Брат Лайн делает шаг вперед, словно пытается убежать от чего-то отвратительного и ужасного, происходящего позади него, но ударяется о какую-то невидимую каменную стену. Эхо выстрела отражался от стен зала и, разрывая гробовую тишину, кажется раскатом грома.

Снайпер улыбаясь наблюдает за тем, как тело Лайна с сильным глухим ударом падает на пол школьного зала. И этот улыбающийся снайпер, конечно же, сам Дэвид Керони.

Или…

Но Дэвид Керони устал от игры в убийство Брата Лайна. От себя он устал так же, как и от загадки, почему до сих пор живет на этом свете. Ему очень хотелось действовать, и нужен был решающий момент, но надо было ждать. Ждать чего? Момента, когда нужно действовать, и команды, когда такой момент наступит. Какой еще команды? О, но он знал, что эта команда последует, как и то, что он обязан ждать. И он позволял себе игру воображения: Брат Лайн зарезан ножом или смертельно ранен винтовочным выстрелом, но это было лишь небольшим развлечением, чтобы оттянуть время, когда он терпеливо ждал приказа.

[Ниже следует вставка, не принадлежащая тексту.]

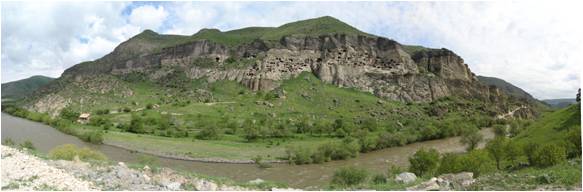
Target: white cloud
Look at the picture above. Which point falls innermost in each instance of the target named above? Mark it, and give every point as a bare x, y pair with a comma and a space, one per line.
534, 45
148, 17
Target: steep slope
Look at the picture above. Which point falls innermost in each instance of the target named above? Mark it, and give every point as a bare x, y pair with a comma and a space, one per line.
509, 88
261, 58
553, 126
560, 103
24, 87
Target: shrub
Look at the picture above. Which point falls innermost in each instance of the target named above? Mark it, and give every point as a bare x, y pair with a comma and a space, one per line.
549, 155
500, 130
299, 155
95, 137
209, 132
574, 138
136, 125
349, 176
513, 152
8, 142
69, 151
477, 162
497, 150
27, 145
471, 138
68, 114
449, 163
379, 179
424, 162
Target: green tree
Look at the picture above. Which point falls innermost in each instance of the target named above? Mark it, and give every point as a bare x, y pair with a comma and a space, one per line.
513, 152
68, 114
449, 163
497, 149
349, 176
471, 138
549, 155
424, 162
136, 125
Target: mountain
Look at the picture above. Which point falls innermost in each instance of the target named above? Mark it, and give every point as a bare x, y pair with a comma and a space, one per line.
24, 87
560, 103
261, 59
506, 87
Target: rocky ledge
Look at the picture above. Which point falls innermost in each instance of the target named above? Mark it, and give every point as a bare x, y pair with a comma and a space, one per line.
23, 171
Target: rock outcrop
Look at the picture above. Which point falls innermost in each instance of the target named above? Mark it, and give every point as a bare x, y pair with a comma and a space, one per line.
368, 63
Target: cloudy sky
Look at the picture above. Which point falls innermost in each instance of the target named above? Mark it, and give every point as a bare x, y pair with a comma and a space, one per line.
536, 46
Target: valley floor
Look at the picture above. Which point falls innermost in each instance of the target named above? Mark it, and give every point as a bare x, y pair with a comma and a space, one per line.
21, 170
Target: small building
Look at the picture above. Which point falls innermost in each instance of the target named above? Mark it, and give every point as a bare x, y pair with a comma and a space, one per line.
84, 118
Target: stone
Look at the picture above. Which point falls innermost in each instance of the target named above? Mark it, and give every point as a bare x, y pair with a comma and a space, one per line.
406, 177
256, 181
174, 186
430, 185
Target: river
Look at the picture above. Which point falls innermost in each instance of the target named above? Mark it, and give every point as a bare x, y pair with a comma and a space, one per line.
312, 176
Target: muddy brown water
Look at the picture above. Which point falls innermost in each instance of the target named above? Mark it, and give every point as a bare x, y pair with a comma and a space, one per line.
45, 138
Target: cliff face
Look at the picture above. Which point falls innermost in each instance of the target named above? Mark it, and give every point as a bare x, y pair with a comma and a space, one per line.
368, 63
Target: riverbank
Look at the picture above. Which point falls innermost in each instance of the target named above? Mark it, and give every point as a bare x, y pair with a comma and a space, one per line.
21, 170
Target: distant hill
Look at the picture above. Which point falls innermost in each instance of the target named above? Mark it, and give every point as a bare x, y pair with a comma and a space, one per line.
21, 88
506, 87
553, 126
560, 103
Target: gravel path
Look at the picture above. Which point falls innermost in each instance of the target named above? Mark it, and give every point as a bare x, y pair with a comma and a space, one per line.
24, 171
21, 171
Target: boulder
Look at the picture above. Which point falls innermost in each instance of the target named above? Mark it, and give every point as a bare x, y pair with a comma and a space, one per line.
406, 177
459, 181
430, 185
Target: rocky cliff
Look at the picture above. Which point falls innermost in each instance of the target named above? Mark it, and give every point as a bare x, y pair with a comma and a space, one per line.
353, 59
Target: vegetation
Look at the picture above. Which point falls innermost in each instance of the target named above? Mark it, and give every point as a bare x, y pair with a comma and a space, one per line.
424, 162
349, 176
70, 151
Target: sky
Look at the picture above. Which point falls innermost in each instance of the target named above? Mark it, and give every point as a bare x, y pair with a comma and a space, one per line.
536, 46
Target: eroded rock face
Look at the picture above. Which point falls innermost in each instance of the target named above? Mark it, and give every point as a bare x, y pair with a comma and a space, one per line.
372, 64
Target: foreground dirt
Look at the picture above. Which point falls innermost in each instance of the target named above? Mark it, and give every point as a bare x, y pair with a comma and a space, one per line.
23, 171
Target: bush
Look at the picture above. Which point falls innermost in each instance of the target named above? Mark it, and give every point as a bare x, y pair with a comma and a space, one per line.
68, 114
424, 162
449, 163
574, 138
500, 130
471, 138
299, 155
349, 176
497, 149
477, 162
27, 145
379, 179
95, 137
210, 132
549, 155
69, 151
8, 142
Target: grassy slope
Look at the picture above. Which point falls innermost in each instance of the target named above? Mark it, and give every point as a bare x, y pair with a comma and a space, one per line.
553, 126
21, 88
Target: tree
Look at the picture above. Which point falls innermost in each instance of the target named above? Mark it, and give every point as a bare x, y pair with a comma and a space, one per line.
68, 114
578, 97
252, 132
549, 155
513, 152
500, 130
136, 125
497, 149
424, 162
349, 176
471, 139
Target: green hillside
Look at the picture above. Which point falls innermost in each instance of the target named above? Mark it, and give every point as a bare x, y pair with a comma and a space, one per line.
553, 126
22, 88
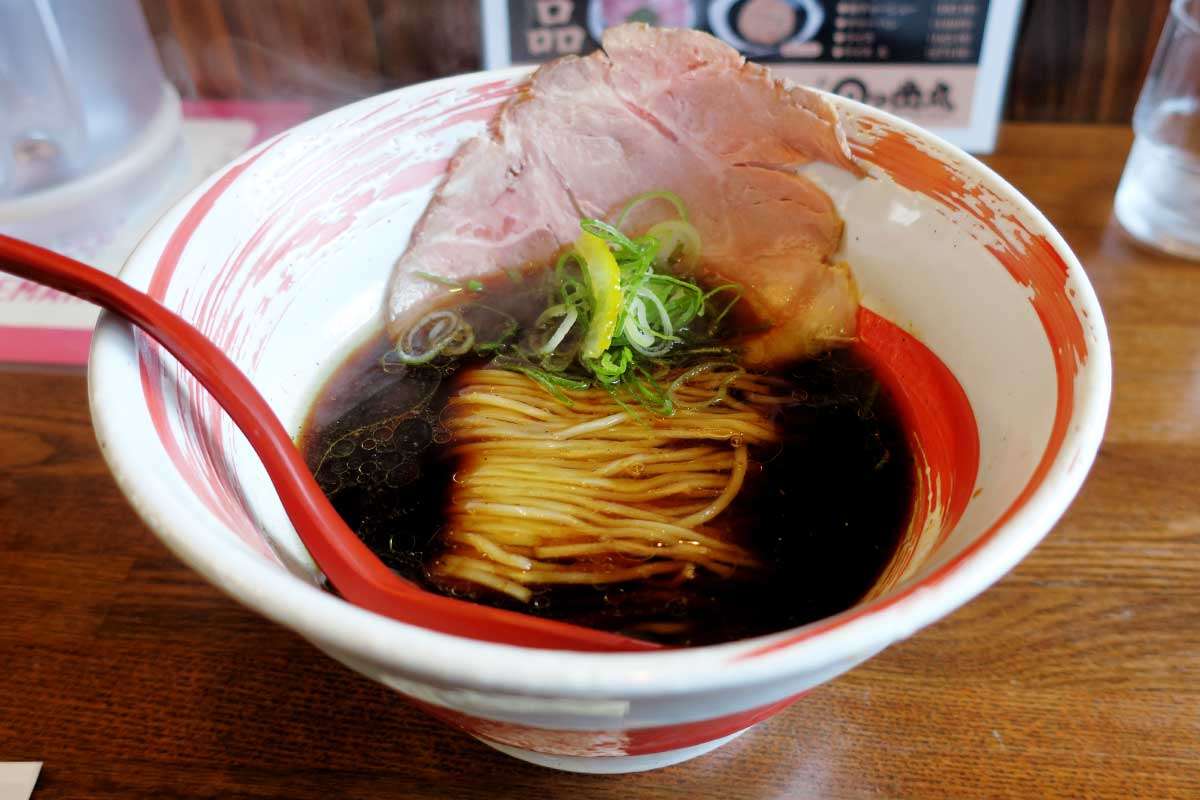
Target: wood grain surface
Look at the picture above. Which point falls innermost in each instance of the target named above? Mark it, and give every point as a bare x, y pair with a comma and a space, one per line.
1078, 675
1075, 60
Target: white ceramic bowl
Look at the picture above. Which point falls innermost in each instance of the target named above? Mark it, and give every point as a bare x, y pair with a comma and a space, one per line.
282, 259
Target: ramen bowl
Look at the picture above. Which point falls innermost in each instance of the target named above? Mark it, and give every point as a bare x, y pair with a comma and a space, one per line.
973, 306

Сидя в кухне на стуле, положив на локти подбородок, Керони не терял бдительности. Нужно было быть готовым, вести себя тихо и спокойно, говорить лишь, когда необходимо что-то сказать. И он был готов к действию, когда прозвучит команда.

«Может, выпить стакан воды?» — спросил он, ни к кому не обращаясь в частности. Он знал, что кого-то спрашивает, но пока еще не осознает его присутствия. Еще не время.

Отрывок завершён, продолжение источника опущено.